We ended up replacing the HP with a Xerox 7500n. Right out of the box the prints are about 95% color accurate along with much sharper and accurate text (the HP was maybe 65% accurate?). It is so much better quality compared to the HP and so much closer to finished print projects it is not even a contest. It looks to have double the print resolution and white text on a rich black background looks superb, compared to the high-compression jpg looking uneven blotchiness of the HP. Its like the Xerox is using a completely different printing technology or something its so much better.
I am having a bit of difficulty dialing in the last 5%. The prints are a bit light and the colors a little saturated using the default print setup in Indesign.
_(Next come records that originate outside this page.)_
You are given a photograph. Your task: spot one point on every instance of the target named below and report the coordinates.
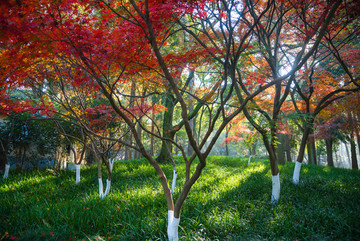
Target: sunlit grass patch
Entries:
(230, 201)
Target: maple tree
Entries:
(104, 48)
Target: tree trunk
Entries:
(226, 143)
(137, 154)
(287, 147)
(173, 226)
(280, 148)
(354, 164)
(166, 147)
(275, 195)
(329, 152)
(152, 141)
(78, 166)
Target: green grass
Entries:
(231, 201)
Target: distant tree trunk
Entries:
(152, 142)
(226, 143)
(311, 148)
(329, 152)
(354, 164)
(137, 154)
(287, 148)
(191, 121)
(253, 149)
(358, 140)
(4, 158)
(280, 148)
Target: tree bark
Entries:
(166, 147)
(354, 164)
(329, 152)
(280, 148)
(287, 148)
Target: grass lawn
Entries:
(230, 201)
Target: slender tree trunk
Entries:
(226, 144)
(152, 141)
(313, 151)
(275, 195)
(166, 147)
(137, 155)
(191, 121)
(300, 158)
(4, 157)
(354, 164)
(329, 152)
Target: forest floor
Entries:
(230, 201)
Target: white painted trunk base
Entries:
(275, 188)
(173, 184)
(173, 226)
(111, 163)
(296, 175)
(103, 194)
(77, 173)
(6, 173)
(249, 160)
(101, 188)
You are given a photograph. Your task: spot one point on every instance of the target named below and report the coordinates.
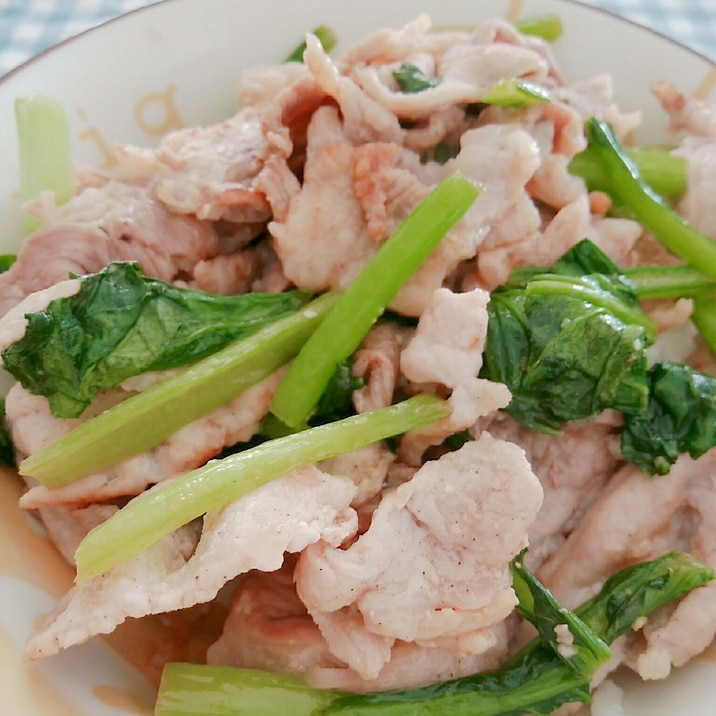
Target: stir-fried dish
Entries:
(407, 366)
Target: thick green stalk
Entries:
(548, 27)
(664, 172)
(367, 297)
(648, 207)
(704, 318)
(157, 513)
(143, 421)
(45, 151)
(536, 680)
(192, 689)
(517, 92)
(670, 282)
(325, 36)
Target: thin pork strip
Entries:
(177, 572)
(206, 171)
(433, 565)
(114, 222)
(446, 350)
(33, 427)
(630, 521)
(269, 628)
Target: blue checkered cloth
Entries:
(31, 26)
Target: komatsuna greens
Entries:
(538, 679)
(570, 341)
(121, 324)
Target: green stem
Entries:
(45, 151)
(325, 36)
(157, 513)
(647, 206)
(670, 282)
(143, 421)
(665, 173)
(367, 297)
(704, 318)
(536, 680)
(548, 27)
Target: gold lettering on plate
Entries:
(163, 104)
(94, 135)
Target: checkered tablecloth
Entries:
(30, 26)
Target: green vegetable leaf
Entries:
(122, 324)
(412, 79)
(568, 344)
(6, 261)
(517, 92)
(680, 418)
(536, 680)
(325, 36)
(337, 400)
(157, 513)
(572, 640)
(548, 27)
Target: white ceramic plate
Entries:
(178, 62)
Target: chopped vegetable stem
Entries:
(535, 680)
(155, 514)
(144, 420)
(325, 36)
(548, 27)
(367, 297)
(45, 151)
(647, 206)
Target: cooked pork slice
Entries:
(465, 70)
(114, 222)
(367, 467)
(33, 427)
(365, 119)
(377, 362)
(208, 172)
(696, 205)
(433, 565)
(447, 350)
(68, 526)
(253, 532)
(686, 629)
(13, 323)
(269, 628)
(572, 469)
(693, 116)
(631, 520)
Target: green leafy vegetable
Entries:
(704, 318)
(144, 420)
(629, 188)
(517, 93)
(578, 646)
(664, 172)
(412, 79)
(367, 297)
(536, 680)
(325, 36)
(337, 400)
(548, 27)
(568, 343)
(6, 261)
(157, 513)
(7, 451)
(680, 418)
(45, 151)
(122, 324)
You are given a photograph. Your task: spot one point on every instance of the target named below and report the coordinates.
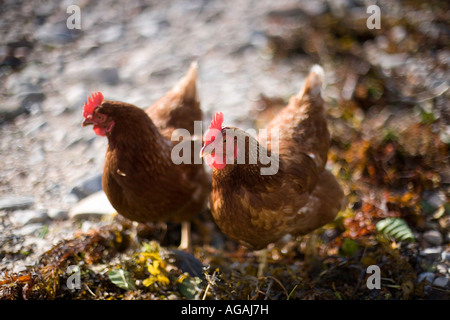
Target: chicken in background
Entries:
(139, 177)
(257, 209)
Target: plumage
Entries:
(139, 178)
(256, 209)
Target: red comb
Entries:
(217, 121)
(94, 100)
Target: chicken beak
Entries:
(207, 149)
(86, 122)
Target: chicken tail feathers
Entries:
(313, 83)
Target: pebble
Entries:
(428, 276)
(445, 256)
(89, 186)
(32, 101)
(24, 217)
(95, 205)
(431, 253)
(29, 229)
(57, 214)
(433, 237)
(12, 203)
(56, 33)
(442, 282)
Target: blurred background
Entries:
(386, 90)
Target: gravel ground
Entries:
(134, 51)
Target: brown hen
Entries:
(256, 200)
(139, 178)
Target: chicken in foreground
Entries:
(139, 177)
(257, 207)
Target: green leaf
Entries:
(122, 279)
(395, 228)
(189, 287)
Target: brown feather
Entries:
(256, 209)
(139, 177)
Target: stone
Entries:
(442, 282)
(87, 187)
(428, 276)
(109, 76)
(431, 253)
(13, 203)
(95, 205)
(56, 33)
(57, 214)
(29, 229)
(32, 101)
(24, 217)
(445, 256)
(433, 237)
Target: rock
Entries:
(445, 256)
(13, 203)
(109, 76)
(441, 268)
(433, 237)
(431, 253)
(88, 186)
(57, 214)
(427, 276)
(110, 34)
(24, 217)
(56, 33)
(186, 262)
(442, 282)
(29, 229)
(95, 205)
(32, 101)
(11, 109)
Using the Proof print setting fixes the brightness and knocks the colors down perfectly, but neutral colors turn reddish. Changing among the different printer profiles doesn't seem to have any effect, nor changing the setting under Print/Color Matching/ choosing Colorsync or In Printer. Surprisingly there doesn't appear to be a printer profile to choose from specific to the Xerox.
Thank you Peter and Evil Lair for your advice. I asked both HP and Xerox to run test prints for me. I'm still waiting to hear back from HP. They acted like they'd never heard of such a request, but would try. Xerox had a local office near Seattle and a rep not only agreed to run 3 pdf's for me, but he dropped them off at my office. They were spot on, whereas the HP I initially had, the 5225, was terrible. I hoped the HP 5525 would be better, if only because it had calibration capabilities, and the 5225 did not. Well, we went and got the Xerox 7800 DN. We may spend more on toner over time, but we get the results we wanted. Not only will it be great right out of the box, but I can adjust the individual ink densities if I need to.
I find it hard to believe my needs were so unusual. And buying a printer without first seeing a print is like buying a car without driving it. I even tried to get some manufacturers to give me names of happy customers, but they all balked, which seems counter-productive to me.